Was kürzlich auch die Hochachtung von Landwirtschaftsministerin Petra Wernicke fand (die MZ berichtete). Stallungen bekamen und bekommen noch neue Dächer, ein Führkarussell wurde gebaut, der Auslauf für die Pferde trockengelegt, die Reithalle saniert. Derzeit wird unter anderem die Lüftung im Stall für die Junghengste erneuert. Ermöglicht wurde das alles auch mit Hilfe von Fördermitteln aus den Töpfen der Europäischer Union und des Landes.
Noch immer wird auf dem Gutshof gebaut. Im Mittelpunkts steht seit Herbst 2007 das alte Herrenhaus, das in "guter Zusammenarbeit" mit dem Denkmalschutz saniert wurde und in diesem Jahr fertig werden soll, wie Carsten Vogel erzählt. Im Inneren wurden vier Wohnungen ausgebaut. Eine davon bewohnt noch immer Brigitte Hannig, Ehefrau des früheren Inspektors des Radegaster Lehr- und Versuchsgutes der Universität Halle, aus dem das Gestüt hervorgegangen ist. Aus dem "Erlenkönig" nebenan ist durch das Engagement der Vogels eine Arztpraxis entstanden, weitere drei Wohnungen wurden in der Stadt ausgebaut.
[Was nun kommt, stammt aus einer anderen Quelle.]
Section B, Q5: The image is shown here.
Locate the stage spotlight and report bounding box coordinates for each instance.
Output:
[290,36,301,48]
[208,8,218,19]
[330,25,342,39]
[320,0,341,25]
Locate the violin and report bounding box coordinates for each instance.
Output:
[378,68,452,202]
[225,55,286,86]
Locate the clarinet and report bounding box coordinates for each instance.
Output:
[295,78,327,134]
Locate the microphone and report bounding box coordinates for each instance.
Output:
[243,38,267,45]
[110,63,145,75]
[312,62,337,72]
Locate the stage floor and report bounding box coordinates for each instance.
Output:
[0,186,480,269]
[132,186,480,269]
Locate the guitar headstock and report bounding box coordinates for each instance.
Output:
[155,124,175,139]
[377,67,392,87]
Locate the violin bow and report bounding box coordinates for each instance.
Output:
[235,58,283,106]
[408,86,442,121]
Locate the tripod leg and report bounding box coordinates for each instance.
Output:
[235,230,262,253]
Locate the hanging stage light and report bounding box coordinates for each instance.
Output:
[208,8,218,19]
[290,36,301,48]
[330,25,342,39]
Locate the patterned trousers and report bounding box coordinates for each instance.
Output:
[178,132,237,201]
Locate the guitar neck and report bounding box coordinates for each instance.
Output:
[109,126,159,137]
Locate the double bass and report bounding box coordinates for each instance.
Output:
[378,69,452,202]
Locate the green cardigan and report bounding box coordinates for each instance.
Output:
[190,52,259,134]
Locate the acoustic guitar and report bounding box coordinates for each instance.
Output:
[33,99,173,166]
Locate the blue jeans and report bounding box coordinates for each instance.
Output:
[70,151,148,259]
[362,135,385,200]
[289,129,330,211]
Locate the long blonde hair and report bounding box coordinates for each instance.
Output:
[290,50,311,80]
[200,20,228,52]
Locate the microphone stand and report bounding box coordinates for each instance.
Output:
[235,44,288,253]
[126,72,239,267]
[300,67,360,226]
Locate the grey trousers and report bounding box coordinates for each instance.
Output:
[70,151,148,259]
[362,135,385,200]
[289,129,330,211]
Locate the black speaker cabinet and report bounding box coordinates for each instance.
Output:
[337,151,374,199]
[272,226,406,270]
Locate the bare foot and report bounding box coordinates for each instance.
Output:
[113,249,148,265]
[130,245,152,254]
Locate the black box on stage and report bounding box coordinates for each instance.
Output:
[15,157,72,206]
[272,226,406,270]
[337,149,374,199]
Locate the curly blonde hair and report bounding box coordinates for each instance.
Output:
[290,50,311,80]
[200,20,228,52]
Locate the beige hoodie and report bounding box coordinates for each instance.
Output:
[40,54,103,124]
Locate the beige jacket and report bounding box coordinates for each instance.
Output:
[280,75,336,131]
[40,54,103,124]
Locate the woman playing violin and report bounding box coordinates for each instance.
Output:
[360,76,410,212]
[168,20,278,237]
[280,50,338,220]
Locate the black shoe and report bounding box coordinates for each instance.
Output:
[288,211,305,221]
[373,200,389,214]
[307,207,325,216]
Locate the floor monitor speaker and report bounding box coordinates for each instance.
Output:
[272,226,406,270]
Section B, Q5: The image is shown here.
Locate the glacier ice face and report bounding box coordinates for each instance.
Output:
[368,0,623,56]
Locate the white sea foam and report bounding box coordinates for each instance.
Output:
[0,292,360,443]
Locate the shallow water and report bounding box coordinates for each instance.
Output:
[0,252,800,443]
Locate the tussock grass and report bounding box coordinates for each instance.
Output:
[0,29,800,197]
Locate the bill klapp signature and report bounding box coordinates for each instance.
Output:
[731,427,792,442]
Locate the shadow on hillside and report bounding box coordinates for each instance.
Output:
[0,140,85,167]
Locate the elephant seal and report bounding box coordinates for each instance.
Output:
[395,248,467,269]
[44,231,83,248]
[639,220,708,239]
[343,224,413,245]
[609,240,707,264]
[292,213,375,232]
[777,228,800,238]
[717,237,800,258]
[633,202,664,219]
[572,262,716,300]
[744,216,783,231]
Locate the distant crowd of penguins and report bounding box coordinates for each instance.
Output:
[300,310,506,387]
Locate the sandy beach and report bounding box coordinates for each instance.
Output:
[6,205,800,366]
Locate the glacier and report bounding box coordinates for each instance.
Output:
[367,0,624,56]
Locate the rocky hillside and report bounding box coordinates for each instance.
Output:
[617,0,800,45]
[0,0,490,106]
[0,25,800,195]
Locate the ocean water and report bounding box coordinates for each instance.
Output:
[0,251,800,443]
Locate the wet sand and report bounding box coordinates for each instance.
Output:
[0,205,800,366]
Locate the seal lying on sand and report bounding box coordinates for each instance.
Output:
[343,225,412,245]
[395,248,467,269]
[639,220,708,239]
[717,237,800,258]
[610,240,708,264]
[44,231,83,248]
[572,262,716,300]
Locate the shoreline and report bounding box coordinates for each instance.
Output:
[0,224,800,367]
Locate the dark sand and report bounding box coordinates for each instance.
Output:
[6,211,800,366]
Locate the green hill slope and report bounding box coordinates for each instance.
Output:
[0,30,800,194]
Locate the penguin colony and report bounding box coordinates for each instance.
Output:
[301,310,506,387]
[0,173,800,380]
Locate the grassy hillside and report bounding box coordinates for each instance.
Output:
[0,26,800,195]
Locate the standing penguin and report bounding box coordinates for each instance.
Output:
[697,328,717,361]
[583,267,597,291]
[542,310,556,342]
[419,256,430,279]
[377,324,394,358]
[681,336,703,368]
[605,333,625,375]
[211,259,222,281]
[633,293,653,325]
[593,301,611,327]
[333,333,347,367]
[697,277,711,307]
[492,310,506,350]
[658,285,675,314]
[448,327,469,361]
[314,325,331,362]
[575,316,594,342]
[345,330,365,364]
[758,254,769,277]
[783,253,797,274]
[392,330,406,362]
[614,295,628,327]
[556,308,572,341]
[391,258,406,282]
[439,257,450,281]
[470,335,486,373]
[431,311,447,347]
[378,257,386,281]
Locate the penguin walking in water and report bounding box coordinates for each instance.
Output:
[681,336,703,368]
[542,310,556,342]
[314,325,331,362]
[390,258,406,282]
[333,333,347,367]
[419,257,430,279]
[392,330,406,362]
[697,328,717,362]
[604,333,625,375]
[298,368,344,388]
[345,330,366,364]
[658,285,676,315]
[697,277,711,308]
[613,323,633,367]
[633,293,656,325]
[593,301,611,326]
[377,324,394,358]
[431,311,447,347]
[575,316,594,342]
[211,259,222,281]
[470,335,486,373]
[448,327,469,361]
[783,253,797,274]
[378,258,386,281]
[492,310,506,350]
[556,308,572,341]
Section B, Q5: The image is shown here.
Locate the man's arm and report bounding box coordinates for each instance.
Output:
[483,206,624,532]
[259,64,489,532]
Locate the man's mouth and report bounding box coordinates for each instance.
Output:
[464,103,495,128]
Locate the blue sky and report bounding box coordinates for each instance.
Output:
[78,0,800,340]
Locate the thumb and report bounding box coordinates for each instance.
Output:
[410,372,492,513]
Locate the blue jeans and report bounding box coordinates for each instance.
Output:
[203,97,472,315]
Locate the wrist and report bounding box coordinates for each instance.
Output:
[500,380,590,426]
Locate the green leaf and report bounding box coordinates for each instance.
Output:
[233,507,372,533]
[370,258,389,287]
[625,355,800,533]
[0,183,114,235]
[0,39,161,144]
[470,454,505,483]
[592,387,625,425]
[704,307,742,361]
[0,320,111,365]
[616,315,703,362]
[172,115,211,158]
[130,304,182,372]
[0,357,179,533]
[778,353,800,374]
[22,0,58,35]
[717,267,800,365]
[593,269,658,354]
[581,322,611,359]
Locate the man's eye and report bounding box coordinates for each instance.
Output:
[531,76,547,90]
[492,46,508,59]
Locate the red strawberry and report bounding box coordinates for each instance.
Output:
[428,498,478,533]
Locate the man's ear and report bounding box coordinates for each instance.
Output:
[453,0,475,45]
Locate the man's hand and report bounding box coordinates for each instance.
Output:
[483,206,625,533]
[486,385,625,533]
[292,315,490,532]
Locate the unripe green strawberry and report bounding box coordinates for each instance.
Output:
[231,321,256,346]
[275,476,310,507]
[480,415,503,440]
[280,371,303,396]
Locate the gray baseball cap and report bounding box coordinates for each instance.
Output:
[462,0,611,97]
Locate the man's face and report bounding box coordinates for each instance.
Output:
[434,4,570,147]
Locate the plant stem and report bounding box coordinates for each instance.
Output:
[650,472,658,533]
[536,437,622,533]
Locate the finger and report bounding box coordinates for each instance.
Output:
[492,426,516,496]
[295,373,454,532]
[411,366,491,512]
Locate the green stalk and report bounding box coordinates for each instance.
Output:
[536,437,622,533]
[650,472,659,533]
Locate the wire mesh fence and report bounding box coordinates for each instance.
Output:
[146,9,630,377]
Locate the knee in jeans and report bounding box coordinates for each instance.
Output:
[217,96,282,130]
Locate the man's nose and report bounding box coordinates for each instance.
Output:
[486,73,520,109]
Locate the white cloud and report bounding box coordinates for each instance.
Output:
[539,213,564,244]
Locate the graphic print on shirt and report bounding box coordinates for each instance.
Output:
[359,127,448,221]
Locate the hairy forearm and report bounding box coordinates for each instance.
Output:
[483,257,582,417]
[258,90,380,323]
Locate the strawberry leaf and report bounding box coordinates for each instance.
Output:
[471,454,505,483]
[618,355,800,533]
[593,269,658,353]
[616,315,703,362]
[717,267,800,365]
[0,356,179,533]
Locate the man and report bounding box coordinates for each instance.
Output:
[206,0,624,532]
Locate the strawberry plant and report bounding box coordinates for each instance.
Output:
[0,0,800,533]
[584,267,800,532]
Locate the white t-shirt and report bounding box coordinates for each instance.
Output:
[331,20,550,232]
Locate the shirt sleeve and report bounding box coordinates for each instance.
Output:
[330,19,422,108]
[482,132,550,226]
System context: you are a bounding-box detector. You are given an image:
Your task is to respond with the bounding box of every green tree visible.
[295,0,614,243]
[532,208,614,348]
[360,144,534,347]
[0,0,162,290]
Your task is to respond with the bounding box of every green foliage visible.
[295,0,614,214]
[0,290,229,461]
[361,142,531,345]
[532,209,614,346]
Neben den Bauarbeiten kümmert sich Carsten Vogel vorwiegend um die 60 Hektar Grünland und die 300 Hektar Ackerland, die zum Gestüt gehören und auf denen unter anderem Getreide angebaut wird.
150 Pferde im Gestüt
Sein Bruder Ralph ist mit Freundin Susanne Rowehl für Pferde zuständig. 150 stehen auf dem Hof in Radegast. "Darunter sind 22 eigene Trakehner und Deutsche Sportpferde", erläutert Ralph Vogel, "der größte Teil sind aber Pensionspferde." Im Winter stehen auch regelmäßig 12 Hengste aus Prussendorf hier. Drei Ausbilder haben auf dem Gestütsgelände mittlerweile einen Stalltrakt gepachtet, wo sie Pferde im Auftrag ihrer Halter auf das Spring- oder Dressurreiten vorbereiten.
Auf den Fuhne-Wiesen an der B 183 zwischen Zörbig und Weißandt-Gölzau kann man sich von Mai bis November am Anblick von Gestütspferden erfreuen. Besonders stolz sind die Vogel-Brüder auf ihre fünf Trakehner-Zuchtstuten, die - wenn alles gut läuft - jährlich ein Fohlen zur Welt bringen. Die geeigneten Väter werden von Ralph Vogel und Susanne Rowehl bundesweit ausgesucht. Manchmal findet man ein Deckhengst aber auch in unmittelbaer Nähe, beispielsweise im Landgestüt Prussendorf. Neben dem Körperbau des Hengstes werde viel Wert auf seinen Charakter gelegt, beschreibt Susanne Rowehl. Dazu gehört vor allem eine gute "Arbeitseinstellung", was für die spätere Ausbildung wichtig ist. Etwa im Alter von sechs Monaten werden die Fohlen von der Mutter abgesetzt, dann beginnt ihre Aufzucht im Gestüt, wo sie in der Regel bis zu ihrem dritten Lebensjahr bleiben. Im Idealfall werden sie hier auch weiter ausgebildet.
Der gute Name des Gestütes hat sich herumgesprochen. 2007 und 2008 wurden Stuten aus Radegast z. B. Jahressieger beim Eintrag in den neuen Bundesländern-Süd bei den Trakehnern. Vor zwei Jahren wurde ein Hengst des Gestütes sogar gekört. Das hat Seltenheitswert, denn nur eines von etwas 100 Tieren geht aus einer solchen Körung erfolgreich hervor.
Bis aus Österreich oder aus den USA kommen Interessenten inzwischen nach Radegast. Und manchmal passiert es auch, dass ein Pferd gleich vom Turnierplatz weg gekauft wird, erzählt Ralph Vogel die Geschichte einer Pferdeliebhaberin aus den USA. Auch an diesem Wochenende hoffen die Brüder wieder auf viele Besucher beim Reitturnier.